Ayrshire Post
- Type: Weekly newspaper
- Owner: Reach plc
- Editor: Ross Dunn
- Founded: 1880
- Headquarters: Ayr, Scotland
- Circulation: 4,059 (as of 2023)
- Website: www.dailyrecord.co.uk/authors/ayrshire-post/

= Ayrshire Post =

Scottish newspaper

The Ayrshire Post was a weekly Scottish local newspaper serving the communities of South Ayrshire and parts of East Ayrshire with local news, issues and sports coverage. The Ayrshire Post primarily serves the towns of Ayr, Prestwick, Troon, Cumnock, Maybole, Girvan and their surrounding communities.

In 2013, it "joined forces" with the Daily Record, and subsequently its website was subsumed into that of the Daily Record.
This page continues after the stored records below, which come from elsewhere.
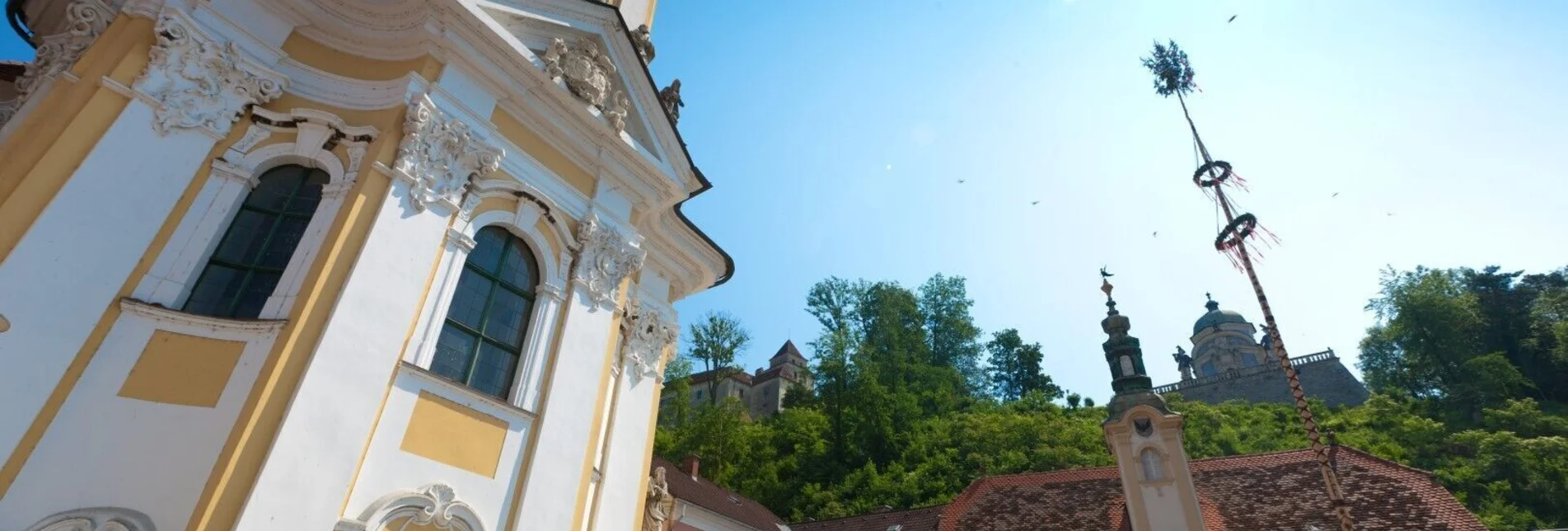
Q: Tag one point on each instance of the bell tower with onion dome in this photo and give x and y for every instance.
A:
(1145, 437)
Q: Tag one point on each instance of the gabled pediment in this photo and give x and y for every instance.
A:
(590, 57)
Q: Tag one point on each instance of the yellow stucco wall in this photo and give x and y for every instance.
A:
(453, 434)
(176, 368)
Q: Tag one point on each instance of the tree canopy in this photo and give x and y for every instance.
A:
(1468, 371)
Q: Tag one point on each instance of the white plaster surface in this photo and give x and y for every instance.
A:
(76, 256)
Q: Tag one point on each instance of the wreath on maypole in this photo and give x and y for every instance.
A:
(1173, 76)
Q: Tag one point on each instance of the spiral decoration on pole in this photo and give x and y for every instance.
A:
(1173, 74)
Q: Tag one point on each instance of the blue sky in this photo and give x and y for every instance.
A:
(835, 134)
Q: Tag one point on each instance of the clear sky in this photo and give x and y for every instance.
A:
(835, 134)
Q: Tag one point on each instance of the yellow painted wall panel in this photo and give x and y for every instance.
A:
(176, 368)
(455, 434)
(543, 151)
(342, 63)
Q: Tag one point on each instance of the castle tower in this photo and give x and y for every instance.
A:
(1147, 437)
(1222, 340)
(352, 265)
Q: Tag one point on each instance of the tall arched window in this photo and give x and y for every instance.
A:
(1153, 467)
(251, 256)
(482, 338)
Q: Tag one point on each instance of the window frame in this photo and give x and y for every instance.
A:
(496, 283)
(227, 184)
(550, 293)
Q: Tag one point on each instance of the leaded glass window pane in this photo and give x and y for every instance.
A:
(256, 248)
(486, 322)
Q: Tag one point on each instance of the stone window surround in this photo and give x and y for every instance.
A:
(543, 316)
(229, 182)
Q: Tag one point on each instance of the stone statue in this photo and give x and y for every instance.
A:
(659, 505)
(1182, 364)
(644, 40)
(672, 99)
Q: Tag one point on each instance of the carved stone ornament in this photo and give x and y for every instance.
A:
(618, 110)
(439, 154)
(582, 66)
(670, 98)
(96, 519)
(430, 506)
(644, 41)
(85, 21)
(199, 83)
(661, 503)
(646, 331)
(604, 261)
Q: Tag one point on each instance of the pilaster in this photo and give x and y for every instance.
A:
(85, 244)
(312, 463)
(568, 442)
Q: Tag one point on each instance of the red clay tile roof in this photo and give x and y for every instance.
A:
(734, 374)
(922, 519)
(1278, 491)
(789, 349)
(704, 494)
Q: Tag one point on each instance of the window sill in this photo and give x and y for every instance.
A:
(433, 381)
(180, 319)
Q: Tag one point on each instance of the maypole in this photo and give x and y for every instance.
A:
(1173, 76)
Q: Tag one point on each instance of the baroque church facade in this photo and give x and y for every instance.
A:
(1229, 364)
(338, 265)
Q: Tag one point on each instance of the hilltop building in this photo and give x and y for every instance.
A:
(687, 501)
(338, 265)
(1154, 487)
(762, 390)
(1229, 364)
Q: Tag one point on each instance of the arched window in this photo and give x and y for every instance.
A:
(1153, 465)
(251, 256)
(482, 338)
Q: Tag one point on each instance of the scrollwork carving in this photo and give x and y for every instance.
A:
(606, 258)
(582, 66)
(439, 154)
(198, 82)
(646, 331)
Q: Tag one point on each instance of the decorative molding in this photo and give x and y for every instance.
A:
(644, 41)
(189, 319)
(646, 331)
(461, 241)
(95, 519)
(439, 156)
(85, 21)
(199, 83)
(435, 505)
(583, 68)
(616, 114)
(670, 99)
(604, 261)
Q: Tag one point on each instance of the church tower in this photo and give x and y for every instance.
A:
(339, 265)
(1147, 437)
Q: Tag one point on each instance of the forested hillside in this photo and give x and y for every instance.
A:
(1470, 371)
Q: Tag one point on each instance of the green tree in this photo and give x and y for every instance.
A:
(715, 340)
(951, 331)
(1015, 368)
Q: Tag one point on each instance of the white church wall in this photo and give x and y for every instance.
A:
(102, 442)
(81, 250)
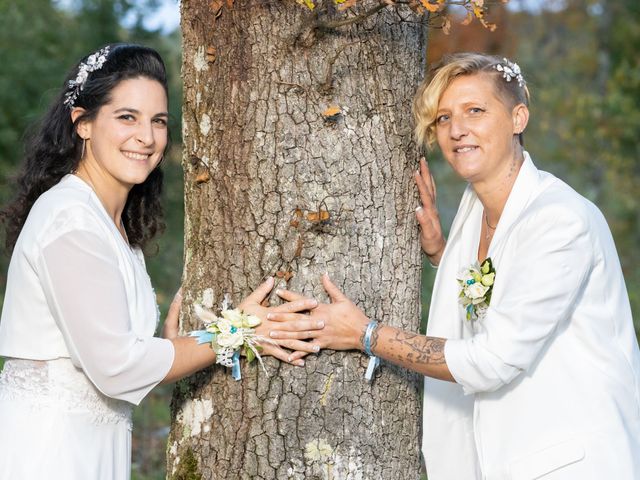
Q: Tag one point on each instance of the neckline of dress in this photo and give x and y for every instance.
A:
(112, 224)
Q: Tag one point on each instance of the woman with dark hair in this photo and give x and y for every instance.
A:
(79, 311)
(531, 364)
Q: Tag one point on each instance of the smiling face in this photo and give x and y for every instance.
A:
(127, 138)
(476, 130)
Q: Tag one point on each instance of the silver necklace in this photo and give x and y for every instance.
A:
(490, 229)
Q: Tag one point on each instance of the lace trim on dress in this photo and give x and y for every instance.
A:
(58, 384)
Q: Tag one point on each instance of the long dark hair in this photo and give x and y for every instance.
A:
(54, 149)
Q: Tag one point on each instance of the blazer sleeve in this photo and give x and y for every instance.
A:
(541, 282)
(87, 297)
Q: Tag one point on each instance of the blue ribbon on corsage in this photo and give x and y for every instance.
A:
(202, 336)
(235, 369)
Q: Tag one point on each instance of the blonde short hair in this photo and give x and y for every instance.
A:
(425, 103)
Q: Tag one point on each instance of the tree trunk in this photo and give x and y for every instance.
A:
(275, 185)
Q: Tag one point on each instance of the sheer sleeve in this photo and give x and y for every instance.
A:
(88, 299)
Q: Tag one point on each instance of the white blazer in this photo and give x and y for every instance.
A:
(548, 383)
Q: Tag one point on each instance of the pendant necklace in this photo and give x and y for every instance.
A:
(490, 229)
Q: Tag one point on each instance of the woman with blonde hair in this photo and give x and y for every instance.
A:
(531, 363)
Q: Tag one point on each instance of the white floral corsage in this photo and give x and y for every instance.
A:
(476, 286)
(230, 335)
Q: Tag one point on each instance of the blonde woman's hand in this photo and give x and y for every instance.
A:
(344, 322)
(431, 237)
(300, 324)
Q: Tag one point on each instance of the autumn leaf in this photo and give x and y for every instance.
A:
(432, 7)
(286, 275)
(211, 54)
(216, 5)
(319, 216)
(446, 26)
(345, 4)
(332, 111)
(307, 3)
(203, 177)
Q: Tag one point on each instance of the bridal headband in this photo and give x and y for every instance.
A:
(510, 70)
(75, 86)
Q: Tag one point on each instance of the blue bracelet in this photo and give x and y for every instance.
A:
(373, 360)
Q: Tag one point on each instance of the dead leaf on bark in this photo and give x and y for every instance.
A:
(332, 111)
(319, 216)
(346, 4)
(203, 177)
(211, 54)
(286, 275)
(432, 7)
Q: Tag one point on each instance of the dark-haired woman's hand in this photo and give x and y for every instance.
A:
(303, 326)
(431, 237)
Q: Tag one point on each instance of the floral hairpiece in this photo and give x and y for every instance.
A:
(93, 63)
(510, 70)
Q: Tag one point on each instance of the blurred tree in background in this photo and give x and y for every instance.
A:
(581, 62)
(579, 57)
(40, 40)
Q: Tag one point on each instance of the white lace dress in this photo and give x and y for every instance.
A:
(77, 332)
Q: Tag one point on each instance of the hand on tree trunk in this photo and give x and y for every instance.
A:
(290, 320)
(344, 322)
(431, 237)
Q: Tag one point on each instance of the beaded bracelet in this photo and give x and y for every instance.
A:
(373, 360)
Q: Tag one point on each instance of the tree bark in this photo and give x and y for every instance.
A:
(274, 186)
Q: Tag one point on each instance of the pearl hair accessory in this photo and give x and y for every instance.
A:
(510, 70)
(93, 63)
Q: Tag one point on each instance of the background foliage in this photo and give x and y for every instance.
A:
(579, 57)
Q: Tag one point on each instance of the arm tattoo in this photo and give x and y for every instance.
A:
(422, 350)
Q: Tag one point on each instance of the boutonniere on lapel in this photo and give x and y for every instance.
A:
(476, 286)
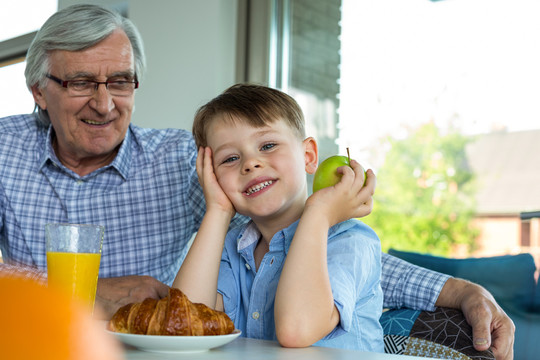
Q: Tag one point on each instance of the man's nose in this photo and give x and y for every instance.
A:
(102, 100)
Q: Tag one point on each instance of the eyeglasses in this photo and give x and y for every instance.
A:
(89, 87)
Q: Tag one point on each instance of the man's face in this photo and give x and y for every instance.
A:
(89, 129)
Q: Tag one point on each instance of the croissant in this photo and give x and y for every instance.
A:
(172, 315)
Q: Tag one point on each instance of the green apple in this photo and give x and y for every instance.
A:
(326, 174)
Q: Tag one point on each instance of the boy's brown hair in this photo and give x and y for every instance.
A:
(255, 104)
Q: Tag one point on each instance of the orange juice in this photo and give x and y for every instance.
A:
(76, 273)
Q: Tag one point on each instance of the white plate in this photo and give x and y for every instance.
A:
(175, 344)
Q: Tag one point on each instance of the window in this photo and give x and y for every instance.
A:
(366, 70)
(19, 20)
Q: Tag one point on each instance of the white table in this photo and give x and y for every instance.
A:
(252, 349)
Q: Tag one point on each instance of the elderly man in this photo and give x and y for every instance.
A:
(79, 159)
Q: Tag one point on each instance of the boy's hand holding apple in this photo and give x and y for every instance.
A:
(344, 188)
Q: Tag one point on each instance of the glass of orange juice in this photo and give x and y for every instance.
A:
(73, 257)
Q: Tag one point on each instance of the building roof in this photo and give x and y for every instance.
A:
(507, 170)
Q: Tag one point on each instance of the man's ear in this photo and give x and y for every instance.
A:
(39, 97)
(311, 155)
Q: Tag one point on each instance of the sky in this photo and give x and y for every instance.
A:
(475, 63)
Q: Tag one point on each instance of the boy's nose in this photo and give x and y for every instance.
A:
(251, 165)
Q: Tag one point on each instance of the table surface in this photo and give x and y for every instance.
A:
(243, 348)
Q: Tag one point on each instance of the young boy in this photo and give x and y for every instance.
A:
(299, 271)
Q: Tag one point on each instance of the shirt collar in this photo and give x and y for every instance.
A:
(122, 161)
(282, 239)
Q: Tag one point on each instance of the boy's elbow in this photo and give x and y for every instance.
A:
(294, 336)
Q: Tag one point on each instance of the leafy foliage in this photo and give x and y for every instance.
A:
(424, 196)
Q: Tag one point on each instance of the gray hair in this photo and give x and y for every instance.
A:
(77, 28)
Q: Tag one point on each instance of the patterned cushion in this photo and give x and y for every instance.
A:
(441, 334)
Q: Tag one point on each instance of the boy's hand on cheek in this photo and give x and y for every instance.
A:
(215, 197)
(349, 198)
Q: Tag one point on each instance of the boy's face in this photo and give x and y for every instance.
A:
(262, 169)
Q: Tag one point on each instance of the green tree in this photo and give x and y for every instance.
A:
(424, 196)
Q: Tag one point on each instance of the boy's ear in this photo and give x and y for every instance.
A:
(311, 155)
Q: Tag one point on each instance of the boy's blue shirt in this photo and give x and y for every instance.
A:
(354, 266)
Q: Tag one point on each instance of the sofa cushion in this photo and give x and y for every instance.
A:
(509, 278)
(442, 334)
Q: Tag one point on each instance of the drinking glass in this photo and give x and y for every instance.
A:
(73, 257)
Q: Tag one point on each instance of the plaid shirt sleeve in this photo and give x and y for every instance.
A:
(408, 285)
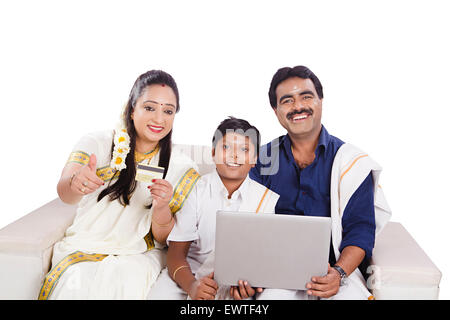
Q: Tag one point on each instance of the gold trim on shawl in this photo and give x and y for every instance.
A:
(182, 190)
(53, 276)
(353, 163)
(79, 157)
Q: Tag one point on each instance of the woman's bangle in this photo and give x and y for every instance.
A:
(176, 270)
(163, 225)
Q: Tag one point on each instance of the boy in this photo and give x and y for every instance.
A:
(191, 241)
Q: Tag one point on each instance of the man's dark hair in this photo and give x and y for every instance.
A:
(286, 73)
(239, 126)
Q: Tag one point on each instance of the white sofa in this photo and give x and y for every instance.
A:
(400, 269)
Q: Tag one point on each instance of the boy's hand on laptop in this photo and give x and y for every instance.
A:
(243, 291)
(204, 288)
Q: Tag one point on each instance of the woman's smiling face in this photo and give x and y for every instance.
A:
(153, 115)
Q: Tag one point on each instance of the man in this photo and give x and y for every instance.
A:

The Ayrshire Post was founded in 1880 as a voice of Liberalism, in direct competition to existing Tory rival the Ayr Advertiser and the now defunct Ayr Observer and the more radical Ayrshire Express. The Post was edited by John Fergus Macnair from 1925 to 1958, and the chief reporter was Allan Hewitson from 1946 to 1961, who also founded the Ayr branch of the National Union of Journalists. There was hot rivalry between the Advertiser and the Post. The Advertiser came out on Thursday, and if it had a good story, the Post, which came out on Friday could follow it up. Another source of news was The Daily Telegraph and The Times, with any local event being followed up. The Post did not devote as much space to agricultural matters as did the 'Advertiser. After World War II the circulation of the Advertiser was 14,000, while that of the Post was 20,000.

The title was judged Scottish Weekly Newspaper of the Year in 2014 at the Scottish Press Awards. It was the first time an Ayrshire newspaper has won the award.

The Ayrshire Post won Weekly Newspaper of the Year at the 43rd Scottish Press Awards held in September 2022.

There separate editions for Troon and the district of Carrick, which includes communities centred around Maybole and Girvan.

The newspaper is owned by Reach plc and is the biggest selling weekly title within the Media Scotland stable. As of 2012, it had a circulation of 20,000, approximately the same as in 1939 and a 10% decline from 2011's circulation of 23,493.